José António Falcão, Diretor do Departamento do Património Histórico e Artístico da Diocese de Beja

São conhecidas as circunstâncias, não muito fáceis, em que o Departamento do Património Histórico e Artístico da Diocese de Beja [DPHA] iniciou a sua atividade, na primavera de 1984, por iniciativa do bispo D. Manuel Franco Falcão. Da inventariação dos monumentos e obras de arte – então apontada como a linha de trabalho prioritária – à dinamização de iniciativas culturais, como o Festival Terras sem Sombra de Música Sacra, fundado em 2003, há todo um devir que fala por si. No entanto, importa salientar que o projeto inicial do Departamento se mantém o mesmo: fazer do património uma alavanca para a valorização, no sentido mais pleno, da “memoria ecclesiæ” do Alentejo, o que pressupõe, naturalmente, a capacidade de promover, com largueza de vistas, a própria região. Esta fidelidade às raízes, à terra-mãe, representa, aliás, uma característica maior dos alentejanos. Algo só tangível quando se é constante. Porém, tal como em muitos outros aspetos da vida da nossa sociedade, a evolução impõe-se.

Se a ação do DPHA ficou centrada, primordialmente, na esfera da Diocese, em inícios da década de 1990 tornou-se claro que só através da colaboração intensa com as demais instituições presentes no terreno se poderia cimentar uma verdadeira estratégia de salvaguarda. Surgiram, assim, os protocolos para a conservação e restauro dos principais edifícios religiosos – e dos seus acervos. Consolidado este trabalho (um trabalho nunca terminado), logo emergiu a necessidade de partilhar os seus resultados mediante iniciativas de divulgação e sensibilização devidamente fundamentadas em termos científicos e técnicos. Entretanto, o progressivo declínio do mundo rural viria a ganhar foros de verdadeira tragédia em praticamente todos os concelhos do território diocesano, somando-se-lhe, no meio urbano, a decadência dos centros históricos. Sem pessoas, sem vida económica e social digna desse nome, que destino esperarão muitos dos nossos monumentos, além do abandono?

A consciência de tão duras realidades levou o Departamento a pisar um caminho que visa a requalificação do património religioso – o primeiro recurso, em termos histórico-culturais, do Alentejo –, não como um fim em si mesmo, mas como uma alavanca para o desenvolvimento regional. Isto pressupõe, além de um acréscimo dos valores da identidade e da autoestima, por parte das comunidades locais, um contributo que pode ser deveras significativo, à escala da região, do ponto de vista da manutenção das culturas tradicionais, do incremento de um turismo adequado às realidades da nossa área, do emprego, da coesão social… Trata-se, em suma, de conseguir que parte substancial da nossa memória coletiva, além de poder ser partilhada, com tudo o que isso tem de profundamente enriquecedor, por nós mesmos e por quem nos visita, deixe de constituir um ónus e passe a atuar como uma mais-valia.
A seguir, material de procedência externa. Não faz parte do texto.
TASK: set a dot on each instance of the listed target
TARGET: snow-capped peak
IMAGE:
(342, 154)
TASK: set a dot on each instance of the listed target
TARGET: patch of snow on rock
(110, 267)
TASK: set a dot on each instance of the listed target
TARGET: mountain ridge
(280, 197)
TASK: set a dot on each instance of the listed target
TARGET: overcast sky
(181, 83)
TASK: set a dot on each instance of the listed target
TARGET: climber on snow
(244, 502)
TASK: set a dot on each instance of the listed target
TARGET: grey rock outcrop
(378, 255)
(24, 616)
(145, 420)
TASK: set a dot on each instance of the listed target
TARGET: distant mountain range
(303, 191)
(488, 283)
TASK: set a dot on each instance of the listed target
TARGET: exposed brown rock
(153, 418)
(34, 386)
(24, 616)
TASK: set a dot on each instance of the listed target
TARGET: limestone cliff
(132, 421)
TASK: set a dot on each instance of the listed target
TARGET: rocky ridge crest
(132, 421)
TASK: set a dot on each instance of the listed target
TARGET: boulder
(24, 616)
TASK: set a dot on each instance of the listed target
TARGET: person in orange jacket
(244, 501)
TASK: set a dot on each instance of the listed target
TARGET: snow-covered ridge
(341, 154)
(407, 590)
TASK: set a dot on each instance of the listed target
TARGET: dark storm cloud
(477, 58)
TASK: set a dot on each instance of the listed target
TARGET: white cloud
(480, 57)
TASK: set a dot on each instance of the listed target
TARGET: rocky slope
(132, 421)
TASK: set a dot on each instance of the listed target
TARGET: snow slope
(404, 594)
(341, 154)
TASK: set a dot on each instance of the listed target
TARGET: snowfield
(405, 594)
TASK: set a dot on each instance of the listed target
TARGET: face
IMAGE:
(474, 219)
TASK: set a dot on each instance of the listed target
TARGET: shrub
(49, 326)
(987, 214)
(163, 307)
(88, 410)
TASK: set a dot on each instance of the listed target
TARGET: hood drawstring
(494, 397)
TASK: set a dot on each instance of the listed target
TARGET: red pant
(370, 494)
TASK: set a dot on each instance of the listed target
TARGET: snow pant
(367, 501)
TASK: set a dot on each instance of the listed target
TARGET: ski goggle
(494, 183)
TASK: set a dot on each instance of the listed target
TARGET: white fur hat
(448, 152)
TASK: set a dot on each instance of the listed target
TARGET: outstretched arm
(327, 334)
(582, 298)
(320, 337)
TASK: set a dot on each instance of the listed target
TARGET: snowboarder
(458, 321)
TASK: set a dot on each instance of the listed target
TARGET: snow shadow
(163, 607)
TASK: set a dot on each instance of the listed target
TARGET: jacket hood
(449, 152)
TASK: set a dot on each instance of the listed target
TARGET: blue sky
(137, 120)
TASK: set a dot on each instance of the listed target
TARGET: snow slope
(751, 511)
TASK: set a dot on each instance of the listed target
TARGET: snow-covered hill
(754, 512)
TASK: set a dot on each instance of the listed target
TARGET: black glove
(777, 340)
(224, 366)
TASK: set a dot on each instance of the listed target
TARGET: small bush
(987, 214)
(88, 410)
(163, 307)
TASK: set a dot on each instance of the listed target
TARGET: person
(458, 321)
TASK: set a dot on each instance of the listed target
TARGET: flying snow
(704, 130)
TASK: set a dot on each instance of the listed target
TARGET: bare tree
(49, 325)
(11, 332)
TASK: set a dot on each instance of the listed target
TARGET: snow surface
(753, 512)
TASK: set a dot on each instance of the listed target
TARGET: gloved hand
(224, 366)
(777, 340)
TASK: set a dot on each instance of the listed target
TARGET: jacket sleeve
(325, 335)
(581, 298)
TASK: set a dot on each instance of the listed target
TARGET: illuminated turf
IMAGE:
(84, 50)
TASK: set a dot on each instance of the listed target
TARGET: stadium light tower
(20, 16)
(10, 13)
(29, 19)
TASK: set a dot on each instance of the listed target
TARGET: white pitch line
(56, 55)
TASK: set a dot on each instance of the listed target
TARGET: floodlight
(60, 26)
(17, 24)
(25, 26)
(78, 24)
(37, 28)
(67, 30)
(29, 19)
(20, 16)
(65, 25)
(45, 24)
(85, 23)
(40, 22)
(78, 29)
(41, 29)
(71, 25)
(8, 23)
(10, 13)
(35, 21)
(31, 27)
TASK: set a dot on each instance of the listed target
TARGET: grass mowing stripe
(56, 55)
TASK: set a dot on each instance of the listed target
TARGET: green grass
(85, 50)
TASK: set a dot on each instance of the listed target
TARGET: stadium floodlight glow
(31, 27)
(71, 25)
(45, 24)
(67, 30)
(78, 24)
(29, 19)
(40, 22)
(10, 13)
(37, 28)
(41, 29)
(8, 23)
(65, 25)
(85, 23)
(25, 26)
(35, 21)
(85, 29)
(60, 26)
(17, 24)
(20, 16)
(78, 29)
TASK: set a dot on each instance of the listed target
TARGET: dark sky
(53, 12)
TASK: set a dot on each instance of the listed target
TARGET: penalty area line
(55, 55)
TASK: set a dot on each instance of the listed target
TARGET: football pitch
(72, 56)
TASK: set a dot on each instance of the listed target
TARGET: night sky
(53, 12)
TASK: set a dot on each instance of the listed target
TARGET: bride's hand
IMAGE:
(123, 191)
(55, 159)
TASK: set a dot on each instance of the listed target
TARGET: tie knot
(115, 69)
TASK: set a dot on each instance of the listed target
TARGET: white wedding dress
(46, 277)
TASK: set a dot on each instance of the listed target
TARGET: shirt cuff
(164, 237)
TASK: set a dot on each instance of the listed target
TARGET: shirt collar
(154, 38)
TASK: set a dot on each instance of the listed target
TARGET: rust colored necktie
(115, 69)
Da observação atenta do universo patrimonial português coligiu o DPHA quatro linhas de atuação muito concretas nestes domínios. A primeira visa a prossecução dos mecanismos de abertura regular das igrejas, principalmente através da cooperação com as autarquias e os serviços de turismo. Algo complexo, em tempos de crise, mas que deve continuar a ser, a par das tarefas de conservação e restauro, a prioridade das prioridades. Se este mecanismo não funcionar, as hipóteses de criação de itinerários culturais, ossatura fundamental para a dinamização do touring patrimonial e ambiental, caem por terra.
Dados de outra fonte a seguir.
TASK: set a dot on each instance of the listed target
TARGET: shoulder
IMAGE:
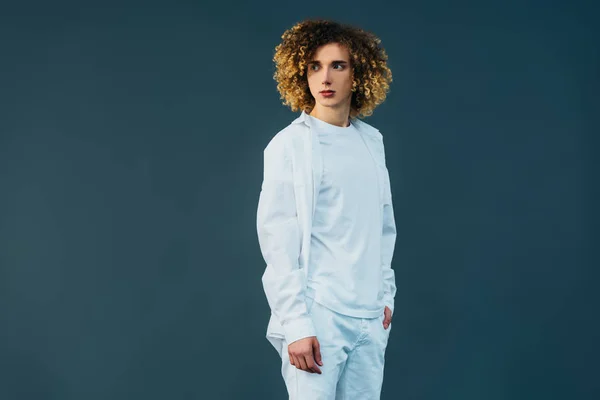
(367, 129)
(285, 138)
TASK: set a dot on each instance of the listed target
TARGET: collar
(360, 125)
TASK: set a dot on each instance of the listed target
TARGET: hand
(387, 320)
(305, 354)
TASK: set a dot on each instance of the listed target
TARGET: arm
(388, 241)
(280, 243)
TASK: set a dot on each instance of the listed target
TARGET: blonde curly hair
(371, 75)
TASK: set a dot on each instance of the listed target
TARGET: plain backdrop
(131, 138)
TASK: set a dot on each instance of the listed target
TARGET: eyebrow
(333, 62)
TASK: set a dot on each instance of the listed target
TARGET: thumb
(317, 352)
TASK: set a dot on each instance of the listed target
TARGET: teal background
(131, 138)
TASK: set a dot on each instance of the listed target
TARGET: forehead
(331, 51)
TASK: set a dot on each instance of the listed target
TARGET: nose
(326, 77)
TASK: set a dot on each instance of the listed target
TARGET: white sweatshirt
(293, 174)
(344, 272)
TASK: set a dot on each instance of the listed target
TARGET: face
(330, 69)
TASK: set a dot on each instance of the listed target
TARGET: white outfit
(310, 236)
(344, 272)
(352, 351)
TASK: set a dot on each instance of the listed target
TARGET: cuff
(299, 328)
(388, 301)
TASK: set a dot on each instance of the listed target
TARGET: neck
(338, 117)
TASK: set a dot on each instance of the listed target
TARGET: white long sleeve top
(293, 172)
(344, 272)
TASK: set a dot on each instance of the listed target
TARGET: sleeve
(280, 244)
(388, 241)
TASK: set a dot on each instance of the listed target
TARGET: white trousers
(352, 352)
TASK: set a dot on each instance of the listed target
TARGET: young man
(325, 219)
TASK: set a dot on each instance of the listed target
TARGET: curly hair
(371, 75)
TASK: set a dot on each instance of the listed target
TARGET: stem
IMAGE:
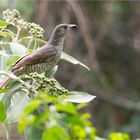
(17, 36)
(29, 44)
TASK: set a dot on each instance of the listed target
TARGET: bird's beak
(73, 26)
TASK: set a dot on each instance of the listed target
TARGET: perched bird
(44, 58)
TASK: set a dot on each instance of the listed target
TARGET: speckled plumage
(44, 58)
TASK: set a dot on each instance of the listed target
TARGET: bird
(44, 58)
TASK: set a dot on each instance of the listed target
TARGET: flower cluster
(11, 16)
(49, 85)
(36, 30)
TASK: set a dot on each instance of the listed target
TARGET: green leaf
(54, 133)
(79, 97)
(18, 103)
(3, 23)
(2, 112)
(4, 90)
(3, 53)
(51, 72)
(11, 75)
(32, 133)
(66, 107)
(72, 60)
(11, 59)
(5, 34)
(18, 49)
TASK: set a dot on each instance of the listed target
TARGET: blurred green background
(108, 41)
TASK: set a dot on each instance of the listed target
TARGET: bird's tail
(5, 82)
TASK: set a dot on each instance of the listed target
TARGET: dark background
(108, 41)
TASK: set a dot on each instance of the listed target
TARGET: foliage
(39, 104)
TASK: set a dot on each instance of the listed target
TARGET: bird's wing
(41, 55)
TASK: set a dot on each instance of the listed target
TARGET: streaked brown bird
(44, 58)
Outro aspeto decisivo reside na constituição de uma rede de museus, pois sem uma oferta museológica à altura das expectativas, inúmeros bens culturais – entre eles algumas das mais belas obras de arte da região – continuarão arredados dos olhares do público e terão a sobrevivência comprometida. Fundada em 2001, a Rede de Museus da Diocese de Beja conta, até à data, com oito unidades de pequena e média dimensão, que formam um museu de território, um “museu sem fronteiras”. Isto permite conservar o património “in situ” e promover a visitação de espaços diversificados. As novas tecnologias assumem aqui particular relevância, designadamente no que toca à interpretação, mas o acolhimento continua a ser a pedra de toque.
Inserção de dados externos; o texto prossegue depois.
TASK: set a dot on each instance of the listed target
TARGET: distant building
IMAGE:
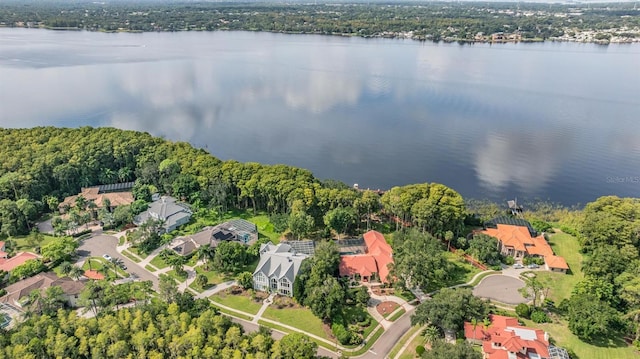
(518, 239)
(372, 264)
(277, 270)
(185, 246)
(505, 338)
(18, 293)
(117, 194)
(238, 230)
(166, 209)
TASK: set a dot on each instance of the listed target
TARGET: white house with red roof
(505, 338)
(375, 262)
(517, 239)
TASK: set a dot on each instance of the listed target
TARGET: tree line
(431, 21)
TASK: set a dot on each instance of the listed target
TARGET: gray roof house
(277, 268)
(166, 209)
(239, 230)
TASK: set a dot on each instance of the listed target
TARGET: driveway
(100, 244)
(501, 288)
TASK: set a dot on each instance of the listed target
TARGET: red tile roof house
(517, 241)
(371, 265)
(505, 338)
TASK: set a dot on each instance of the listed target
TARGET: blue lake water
(558, 121)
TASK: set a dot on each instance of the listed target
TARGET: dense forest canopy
(428, 20)
(40, 166)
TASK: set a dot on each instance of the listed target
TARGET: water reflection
(501, 121)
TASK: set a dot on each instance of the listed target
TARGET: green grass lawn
(397, 315)
(560, 285)
(563, 337)
(159, 262)
(403, 340)
(180, 278)
(213, 276)
(300, 318)
(97, 263)
(130, 255)
(27, 244)
(239, 302)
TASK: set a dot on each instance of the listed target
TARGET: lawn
(238, 302)
(560, 285)
(397, 315)
(300, 318)
(158, 262)
(563, 337)
(97, 263)
(180, 278)
(27, 243)
(130, 255)
(213, 276)
(396, 349)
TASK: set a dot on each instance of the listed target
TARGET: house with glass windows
(277, 269)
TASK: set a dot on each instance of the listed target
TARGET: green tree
(327, 299)
(449, 309)
(485, 249)
(230, 256)
(442, 350)
(245, 280)
(300, 224)
(201, 280)
(340, 219)
(590, 318)
(294, 346)
(419, 260)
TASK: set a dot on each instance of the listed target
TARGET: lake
(556, 121)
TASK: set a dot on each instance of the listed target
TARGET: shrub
(523, 310)
(539, 316)
(343, 336)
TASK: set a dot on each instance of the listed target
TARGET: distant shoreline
(383, 36)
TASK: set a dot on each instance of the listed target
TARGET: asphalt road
(389, 338)
(98, 245)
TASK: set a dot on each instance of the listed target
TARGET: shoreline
(398, 36)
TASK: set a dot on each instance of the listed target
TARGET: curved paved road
(100, 244)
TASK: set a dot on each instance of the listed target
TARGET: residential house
(168, 210)
(117, 194)
(18, 293)
(505, 338)
(277, 268)
(517, 239)
(185, 246)
(239, 230)
(374, 263)
(8, 264)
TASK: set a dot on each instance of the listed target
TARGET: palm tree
(76, 272)
(206, 254)
(116, 262)
(66, 268)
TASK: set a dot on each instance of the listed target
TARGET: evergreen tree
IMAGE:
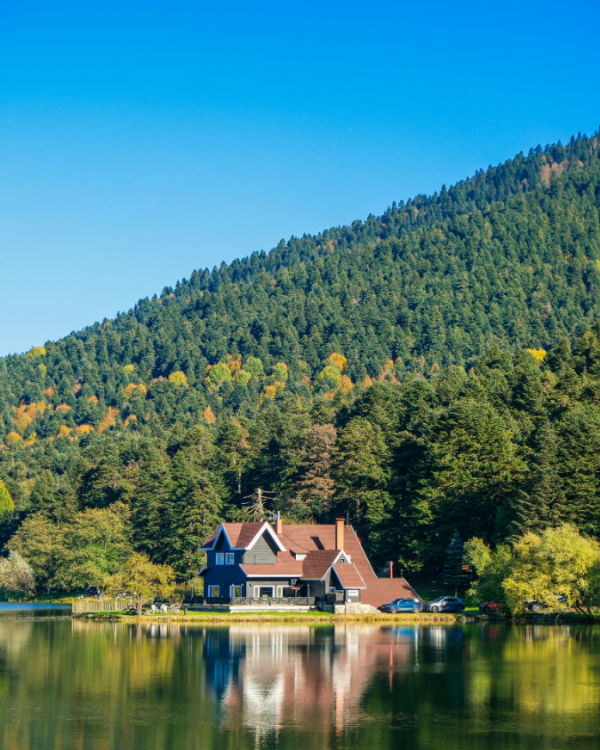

“Ler” uma região pressupõe a existência de vias, de sendas que contem histórias e façam sonhar. Eis um fio condutor verdadeiramente indispensável para que os visitantes desfrutem do melhor que a região tem para oferecer e encontrem os esteios informativos necessários a uma fruição plena. Em Beja têm-se valorizado os velhos trilhos utilizados pelos peregrinos, nomeadamente os que fazem parte do Caminho de Santiago, o que permitiu reconhecer uma faceta assaz esquecida de um património comum a toda a Europa. Mas há outros itinerários a tornar acessíveis, numa lógica de complementaridade e “descoberta”.

A dinamização assume peso crescente, ajudando a trazer nova vida a inúmeros monumentos esquecidos. É este o fio condutor do Festival Terras sem Sombra, projeto de caráter itinerante, que percorre as principais igrejas históricas da região, apresentando uma “pequena história da Música Sacra”, dos primórdios à vanguarda da criação contemporânea, e pondo em diálogo as grandes páginas do passado com o que de mais recente se faz neste domínio. Diálogo ecuménico, capaz de rasgar janelas onde se fecharam antes portas, à luz de uma nova evangelização que encontra na abertura cultural o seu grande móbil. Como pano de fundo, a projeção internacional do Alentejo.

Esta abertura à contemporaneidade reflete-se em diversas áreas da intervenção do DPHA, sem esquecer a encomenda artística a jovens criadores, pois ninguém pode colher sem antes semear. Não nos faltam campos férteis, mas os semeadores são poucos. Pela mão dos artistas, verdadeiros demiurgos, chegou-se a uma outra esfera de ação fundamental do património religioso na sua vinculação à sociedade que serve: a salvaguarda da biodiversidade. De resto, muitas igrejas alentejanas constituem autênticos santuários da vida selvagem, deixando um rasto luminoso na paisagem. Enriquecer esta dimensão é também um desafio pastoral.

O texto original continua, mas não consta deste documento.